Corsi also is developing means to take the message to Iran via radio, television and the Internet. He was on a radio station last weekend, run by an Iranian American, that reached an estimated 5 million in Iran.
The audience "heard the appeal that there are Americans who care; that what happened in Lebanon could happen in Tehran, and we could see peaceful change here. It could happen."
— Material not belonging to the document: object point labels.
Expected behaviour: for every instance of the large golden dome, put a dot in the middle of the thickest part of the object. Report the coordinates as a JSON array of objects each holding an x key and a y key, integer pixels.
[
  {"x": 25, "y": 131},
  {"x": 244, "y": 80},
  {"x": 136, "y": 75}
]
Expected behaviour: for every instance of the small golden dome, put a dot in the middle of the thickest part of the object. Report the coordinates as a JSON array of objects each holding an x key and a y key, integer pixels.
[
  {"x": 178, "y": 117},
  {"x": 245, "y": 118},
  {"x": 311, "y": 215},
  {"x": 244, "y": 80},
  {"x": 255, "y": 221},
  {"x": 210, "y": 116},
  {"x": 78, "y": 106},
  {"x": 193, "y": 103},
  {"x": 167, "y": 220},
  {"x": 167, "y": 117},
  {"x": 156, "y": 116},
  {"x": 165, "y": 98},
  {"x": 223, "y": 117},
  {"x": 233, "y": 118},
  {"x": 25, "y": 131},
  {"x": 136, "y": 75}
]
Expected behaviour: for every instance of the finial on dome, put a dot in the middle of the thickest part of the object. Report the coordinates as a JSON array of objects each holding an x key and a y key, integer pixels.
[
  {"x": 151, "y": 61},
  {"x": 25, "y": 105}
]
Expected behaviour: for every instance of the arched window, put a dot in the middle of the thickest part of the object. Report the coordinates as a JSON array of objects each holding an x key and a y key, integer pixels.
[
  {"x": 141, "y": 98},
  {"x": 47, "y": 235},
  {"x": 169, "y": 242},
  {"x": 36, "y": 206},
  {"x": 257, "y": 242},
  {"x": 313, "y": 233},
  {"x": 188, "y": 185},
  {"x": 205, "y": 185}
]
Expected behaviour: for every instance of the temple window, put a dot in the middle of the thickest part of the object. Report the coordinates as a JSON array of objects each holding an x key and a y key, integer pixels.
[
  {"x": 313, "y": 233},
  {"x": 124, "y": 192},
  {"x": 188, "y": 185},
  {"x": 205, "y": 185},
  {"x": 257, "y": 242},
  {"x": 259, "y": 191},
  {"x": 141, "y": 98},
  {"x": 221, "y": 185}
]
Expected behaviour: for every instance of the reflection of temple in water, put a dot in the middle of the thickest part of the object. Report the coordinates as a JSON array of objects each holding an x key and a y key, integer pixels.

He announced a May 16 rally at the Liberty Bell in Philadelphia calling for freedom in Iran.
Corsi will join others in a 128-mile walk to Washington, D.C., as a demonstration to people in Iran of Americans' commitment.
On each day of the march, an update will be broadcast live to Iran expected to reach an estimated 40 million people.
"We're going to call for, on the 17th of June, civil disobedience -- hundreds of thousands of people to come to the streets in Iran and say: No, we won't vote."
The aim is "to show the world that this illegitimate regime cannot survive by depending on its ability to buy off American politicians, to use public relations, and to convince the world with fancy dinners in French restaurants that it's a legitimate regime that deserves to be worked with."